El desarrollo deberá ser sostenible o no será

Carlos BRAVO. (Greenpeace)

 El grave deterioro provocado por el modelo de desarrollo vigente está creando en la sociedad una conciencia cada vez más clara de que resulta necesario avanzar hacia otro modelo que nos permita vivir en armonía con nuestro entorno, social y medioambiental.

El concepto de Desarrollo Sostenible define este modelo.

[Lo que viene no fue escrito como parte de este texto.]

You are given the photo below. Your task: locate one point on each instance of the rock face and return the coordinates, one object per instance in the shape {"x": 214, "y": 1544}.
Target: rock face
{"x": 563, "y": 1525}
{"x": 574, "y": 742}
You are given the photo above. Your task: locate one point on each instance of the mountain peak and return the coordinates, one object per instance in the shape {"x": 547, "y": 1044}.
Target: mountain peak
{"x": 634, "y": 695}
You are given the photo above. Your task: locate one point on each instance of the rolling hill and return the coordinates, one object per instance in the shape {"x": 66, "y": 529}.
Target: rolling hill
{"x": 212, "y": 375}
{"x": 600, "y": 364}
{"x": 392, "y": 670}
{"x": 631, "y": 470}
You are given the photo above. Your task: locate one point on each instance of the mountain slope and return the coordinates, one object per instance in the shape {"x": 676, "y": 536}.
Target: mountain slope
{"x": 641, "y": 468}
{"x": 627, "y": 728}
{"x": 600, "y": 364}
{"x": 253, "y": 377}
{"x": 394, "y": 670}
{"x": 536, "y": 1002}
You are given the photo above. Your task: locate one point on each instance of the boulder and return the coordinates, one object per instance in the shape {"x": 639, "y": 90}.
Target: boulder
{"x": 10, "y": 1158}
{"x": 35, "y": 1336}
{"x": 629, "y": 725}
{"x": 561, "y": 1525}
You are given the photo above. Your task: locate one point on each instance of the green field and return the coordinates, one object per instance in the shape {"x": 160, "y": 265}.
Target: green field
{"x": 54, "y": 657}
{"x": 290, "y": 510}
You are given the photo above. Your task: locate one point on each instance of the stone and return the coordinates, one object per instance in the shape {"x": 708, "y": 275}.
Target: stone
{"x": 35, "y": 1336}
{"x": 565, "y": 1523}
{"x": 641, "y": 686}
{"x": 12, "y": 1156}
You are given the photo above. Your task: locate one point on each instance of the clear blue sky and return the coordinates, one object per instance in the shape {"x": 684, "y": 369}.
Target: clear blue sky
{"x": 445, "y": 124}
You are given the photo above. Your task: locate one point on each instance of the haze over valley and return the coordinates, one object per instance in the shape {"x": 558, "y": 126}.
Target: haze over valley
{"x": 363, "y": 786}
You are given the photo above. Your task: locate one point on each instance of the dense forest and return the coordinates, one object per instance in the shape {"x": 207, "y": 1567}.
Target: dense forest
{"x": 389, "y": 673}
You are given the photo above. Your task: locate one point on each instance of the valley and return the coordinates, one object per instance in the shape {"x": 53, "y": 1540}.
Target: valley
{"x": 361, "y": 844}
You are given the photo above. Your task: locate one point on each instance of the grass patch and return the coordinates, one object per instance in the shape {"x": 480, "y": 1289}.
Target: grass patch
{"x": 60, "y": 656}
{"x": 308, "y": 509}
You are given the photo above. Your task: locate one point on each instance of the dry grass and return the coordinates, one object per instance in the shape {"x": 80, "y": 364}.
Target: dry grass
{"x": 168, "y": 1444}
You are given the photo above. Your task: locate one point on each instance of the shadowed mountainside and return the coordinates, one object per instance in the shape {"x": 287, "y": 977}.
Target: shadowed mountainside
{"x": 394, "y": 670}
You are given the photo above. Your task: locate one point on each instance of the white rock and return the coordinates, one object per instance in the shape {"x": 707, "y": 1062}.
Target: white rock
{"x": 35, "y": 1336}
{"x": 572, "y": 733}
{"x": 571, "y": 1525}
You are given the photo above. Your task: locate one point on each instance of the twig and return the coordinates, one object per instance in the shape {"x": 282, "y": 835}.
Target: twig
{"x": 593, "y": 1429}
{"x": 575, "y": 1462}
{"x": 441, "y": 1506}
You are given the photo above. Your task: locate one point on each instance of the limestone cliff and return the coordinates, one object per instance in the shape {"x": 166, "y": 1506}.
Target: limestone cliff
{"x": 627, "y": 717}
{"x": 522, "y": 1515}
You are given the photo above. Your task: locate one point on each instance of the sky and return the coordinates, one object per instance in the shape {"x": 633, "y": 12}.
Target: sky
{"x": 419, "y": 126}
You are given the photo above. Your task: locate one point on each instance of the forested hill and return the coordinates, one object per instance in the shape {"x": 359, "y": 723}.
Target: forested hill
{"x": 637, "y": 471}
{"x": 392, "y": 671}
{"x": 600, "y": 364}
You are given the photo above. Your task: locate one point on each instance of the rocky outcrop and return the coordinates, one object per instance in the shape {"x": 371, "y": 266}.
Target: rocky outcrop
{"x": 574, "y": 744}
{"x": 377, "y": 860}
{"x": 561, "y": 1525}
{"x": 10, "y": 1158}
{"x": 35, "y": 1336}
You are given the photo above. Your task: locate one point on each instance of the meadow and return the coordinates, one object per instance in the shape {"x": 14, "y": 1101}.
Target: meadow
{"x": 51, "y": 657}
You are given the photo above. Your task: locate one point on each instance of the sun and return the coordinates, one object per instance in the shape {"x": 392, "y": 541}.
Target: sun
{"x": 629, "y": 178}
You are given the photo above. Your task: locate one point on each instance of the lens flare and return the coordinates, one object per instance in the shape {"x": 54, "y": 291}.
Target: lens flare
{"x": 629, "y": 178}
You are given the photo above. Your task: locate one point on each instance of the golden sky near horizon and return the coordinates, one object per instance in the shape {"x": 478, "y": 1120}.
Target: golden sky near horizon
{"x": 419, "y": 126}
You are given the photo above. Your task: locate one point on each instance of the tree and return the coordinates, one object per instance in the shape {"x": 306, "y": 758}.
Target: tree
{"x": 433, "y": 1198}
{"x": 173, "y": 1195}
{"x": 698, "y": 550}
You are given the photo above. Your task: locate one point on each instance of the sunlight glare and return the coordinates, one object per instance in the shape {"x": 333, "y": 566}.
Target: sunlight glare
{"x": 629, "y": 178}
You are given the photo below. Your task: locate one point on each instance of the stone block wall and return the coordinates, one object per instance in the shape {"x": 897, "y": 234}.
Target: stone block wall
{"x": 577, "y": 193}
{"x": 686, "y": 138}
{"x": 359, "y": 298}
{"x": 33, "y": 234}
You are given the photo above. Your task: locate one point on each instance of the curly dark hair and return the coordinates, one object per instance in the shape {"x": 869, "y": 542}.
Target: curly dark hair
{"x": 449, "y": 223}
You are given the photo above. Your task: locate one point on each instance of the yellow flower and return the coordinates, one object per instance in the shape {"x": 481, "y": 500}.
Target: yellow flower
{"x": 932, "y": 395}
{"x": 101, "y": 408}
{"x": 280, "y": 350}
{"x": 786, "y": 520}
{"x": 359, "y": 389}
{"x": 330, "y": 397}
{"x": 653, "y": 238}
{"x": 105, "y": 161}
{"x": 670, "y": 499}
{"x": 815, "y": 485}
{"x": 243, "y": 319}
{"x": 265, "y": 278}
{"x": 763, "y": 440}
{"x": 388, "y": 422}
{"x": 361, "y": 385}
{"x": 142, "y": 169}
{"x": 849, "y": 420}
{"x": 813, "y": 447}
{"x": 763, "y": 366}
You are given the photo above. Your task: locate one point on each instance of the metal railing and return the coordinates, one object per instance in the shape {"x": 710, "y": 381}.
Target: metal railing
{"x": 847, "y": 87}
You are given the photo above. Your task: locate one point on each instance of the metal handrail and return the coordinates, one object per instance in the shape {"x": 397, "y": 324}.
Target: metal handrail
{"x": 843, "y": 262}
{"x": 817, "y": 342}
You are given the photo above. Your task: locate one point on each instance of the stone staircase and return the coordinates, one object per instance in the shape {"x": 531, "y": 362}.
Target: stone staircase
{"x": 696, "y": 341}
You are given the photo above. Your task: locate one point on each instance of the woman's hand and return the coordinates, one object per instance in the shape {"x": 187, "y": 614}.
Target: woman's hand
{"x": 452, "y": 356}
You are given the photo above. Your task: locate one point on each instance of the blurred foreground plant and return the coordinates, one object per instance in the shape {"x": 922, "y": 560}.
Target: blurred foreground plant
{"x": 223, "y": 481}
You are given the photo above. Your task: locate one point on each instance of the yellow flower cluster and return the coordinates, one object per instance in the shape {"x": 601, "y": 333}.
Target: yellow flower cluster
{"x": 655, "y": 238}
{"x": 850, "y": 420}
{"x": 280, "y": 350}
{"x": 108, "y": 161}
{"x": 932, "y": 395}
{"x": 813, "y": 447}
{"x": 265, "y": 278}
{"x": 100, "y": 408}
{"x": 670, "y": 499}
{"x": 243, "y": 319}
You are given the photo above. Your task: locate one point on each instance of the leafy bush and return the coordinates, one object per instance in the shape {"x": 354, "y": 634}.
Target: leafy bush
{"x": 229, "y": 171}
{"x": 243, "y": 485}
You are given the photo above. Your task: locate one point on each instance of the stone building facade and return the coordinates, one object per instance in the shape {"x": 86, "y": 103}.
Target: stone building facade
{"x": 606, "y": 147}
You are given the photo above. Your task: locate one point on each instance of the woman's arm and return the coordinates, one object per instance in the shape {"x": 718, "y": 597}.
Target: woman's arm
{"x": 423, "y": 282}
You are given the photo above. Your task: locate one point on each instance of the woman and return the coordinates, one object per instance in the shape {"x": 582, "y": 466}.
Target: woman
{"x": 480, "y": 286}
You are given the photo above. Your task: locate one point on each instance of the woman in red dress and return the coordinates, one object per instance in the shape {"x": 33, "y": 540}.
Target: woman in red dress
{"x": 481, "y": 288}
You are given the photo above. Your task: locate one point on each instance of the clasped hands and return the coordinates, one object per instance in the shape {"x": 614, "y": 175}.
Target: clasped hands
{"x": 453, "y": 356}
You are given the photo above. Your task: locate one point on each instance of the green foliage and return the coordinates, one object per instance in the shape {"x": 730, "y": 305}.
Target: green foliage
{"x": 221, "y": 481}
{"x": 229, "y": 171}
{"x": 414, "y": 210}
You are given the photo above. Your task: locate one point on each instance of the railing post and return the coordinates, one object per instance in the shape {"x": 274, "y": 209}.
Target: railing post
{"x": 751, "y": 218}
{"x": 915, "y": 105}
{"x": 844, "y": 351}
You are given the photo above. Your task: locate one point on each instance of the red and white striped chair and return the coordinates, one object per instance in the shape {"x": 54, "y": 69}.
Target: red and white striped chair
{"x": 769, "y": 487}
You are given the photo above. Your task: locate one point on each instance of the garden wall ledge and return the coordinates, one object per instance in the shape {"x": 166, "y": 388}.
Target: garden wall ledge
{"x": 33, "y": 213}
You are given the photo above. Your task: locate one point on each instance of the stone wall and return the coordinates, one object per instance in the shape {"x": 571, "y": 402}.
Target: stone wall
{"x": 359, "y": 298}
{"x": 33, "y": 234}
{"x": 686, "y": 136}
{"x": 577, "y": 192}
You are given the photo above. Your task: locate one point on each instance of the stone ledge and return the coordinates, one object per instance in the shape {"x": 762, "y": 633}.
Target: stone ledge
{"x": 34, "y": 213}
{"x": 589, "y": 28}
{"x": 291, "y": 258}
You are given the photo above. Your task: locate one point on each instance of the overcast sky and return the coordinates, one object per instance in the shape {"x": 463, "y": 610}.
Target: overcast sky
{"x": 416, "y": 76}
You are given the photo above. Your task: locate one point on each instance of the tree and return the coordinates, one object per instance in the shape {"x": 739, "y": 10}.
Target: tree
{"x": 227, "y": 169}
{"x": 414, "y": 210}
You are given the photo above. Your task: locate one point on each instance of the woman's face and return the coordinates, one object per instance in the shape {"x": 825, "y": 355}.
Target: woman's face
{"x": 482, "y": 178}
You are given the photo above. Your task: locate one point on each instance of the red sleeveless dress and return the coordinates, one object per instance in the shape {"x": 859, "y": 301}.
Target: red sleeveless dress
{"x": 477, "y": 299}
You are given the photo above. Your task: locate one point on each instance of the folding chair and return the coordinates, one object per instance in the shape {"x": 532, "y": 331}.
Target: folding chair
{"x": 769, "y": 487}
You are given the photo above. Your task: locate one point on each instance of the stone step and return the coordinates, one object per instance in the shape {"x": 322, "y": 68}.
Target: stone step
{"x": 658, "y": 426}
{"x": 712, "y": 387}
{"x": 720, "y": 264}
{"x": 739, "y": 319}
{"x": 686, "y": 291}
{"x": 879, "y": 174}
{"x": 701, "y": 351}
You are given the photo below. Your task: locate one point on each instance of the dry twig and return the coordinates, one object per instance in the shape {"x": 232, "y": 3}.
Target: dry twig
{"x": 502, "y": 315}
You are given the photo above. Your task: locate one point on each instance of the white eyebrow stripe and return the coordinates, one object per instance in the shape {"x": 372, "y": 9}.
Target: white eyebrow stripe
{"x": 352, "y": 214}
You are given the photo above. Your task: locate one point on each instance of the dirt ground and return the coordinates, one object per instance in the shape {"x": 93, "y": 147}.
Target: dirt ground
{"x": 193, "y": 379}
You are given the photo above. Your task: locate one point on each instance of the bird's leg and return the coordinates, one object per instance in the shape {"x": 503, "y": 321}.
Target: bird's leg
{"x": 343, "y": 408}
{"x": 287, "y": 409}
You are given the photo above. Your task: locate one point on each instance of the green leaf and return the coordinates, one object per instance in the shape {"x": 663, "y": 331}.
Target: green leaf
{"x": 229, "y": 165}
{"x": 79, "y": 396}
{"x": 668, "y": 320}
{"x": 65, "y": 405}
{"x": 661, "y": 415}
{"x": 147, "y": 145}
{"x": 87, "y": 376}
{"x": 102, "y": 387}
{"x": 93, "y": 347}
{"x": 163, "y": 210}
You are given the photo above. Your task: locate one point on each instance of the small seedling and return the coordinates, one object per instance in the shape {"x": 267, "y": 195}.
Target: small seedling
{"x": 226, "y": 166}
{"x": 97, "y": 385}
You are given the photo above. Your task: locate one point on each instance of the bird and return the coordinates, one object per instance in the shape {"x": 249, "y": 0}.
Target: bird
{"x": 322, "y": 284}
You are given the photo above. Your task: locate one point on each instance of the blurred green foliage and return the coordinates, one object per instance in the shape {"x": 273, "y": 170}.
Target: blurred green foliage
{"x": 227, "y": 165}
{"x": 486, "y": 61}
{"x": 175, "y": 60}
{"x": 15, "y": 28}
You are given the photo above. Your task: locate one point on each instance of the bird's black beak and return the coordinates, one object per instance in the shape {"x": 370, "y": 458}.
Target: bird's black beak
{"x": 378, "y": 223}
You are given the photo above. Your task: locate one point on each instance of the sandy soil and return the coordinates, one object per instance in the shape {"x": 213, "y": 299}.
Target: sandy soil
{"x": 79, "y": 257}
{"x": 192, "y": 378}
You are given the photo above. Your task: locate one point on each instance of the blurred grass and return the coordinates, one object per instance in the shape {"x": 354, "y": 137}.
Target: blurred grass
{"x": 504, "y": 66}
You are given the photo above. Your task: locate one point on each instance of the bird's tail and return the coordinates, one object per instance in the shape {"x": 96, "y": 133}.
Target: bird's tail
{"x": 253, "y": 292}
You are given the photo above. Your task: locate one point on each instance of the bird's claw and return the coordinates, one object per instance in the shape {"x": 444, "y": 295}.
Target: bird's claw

Éste se fundamenta en tres premisas: debe ser 1) económicamente eficaz (más calidad de vida y bienestar, proporcionar beneficios al menor coste, incluyendo en el cálculo las externalidades medioambientales), 2) socialmente equitativo (ahora y en el futuro, y para todos), y 3) medioambientalmente aceptable (al menor impacto ambiental posible, con el menor uso de recursos y degradación ambiental).

Para alcanzar el Desarrollo Sostenible es condición necesaria (aunque, por sí sola, no suficiente) adoptar un modelo energético sostenible, que garantice el cumplimiento de las tres premisas de la sostenibilidad anteriormente citadas.

Es evidente que nuestro actual modelo energético no las cumple, ya que es uno de los principales causantes del deterioro ecológico que padecemos a nivel global, y es también causa directa e indirecta de grandes tragedias humanas (víctimas de la radiactividad liberada en accidentes nucleares y en las distintas fases del ciclo nuclear, damnificados por los efectos del cambio climático, desplazados por grandes embalses hidroeléctricos…). Tampoco es un modelo económicamente eficaz, ya que depende fuertemente de grandes subsidios estatales y, es además, muy desequilibrado puesto que no cuantifica ni incorpora los costes medioambientales y sociales que su uso implica.

Qué duda cabe que la evolución hacia un modelo de Desarrollo Sostenible será un proceso difícil (debido a los intereses creados de aquellos a los que no les conviene salir de la situación actual) que implicará una profunda transformación de nuestro actual modo de vida, de nuestra visión y comprensión del mundo y sus procesos.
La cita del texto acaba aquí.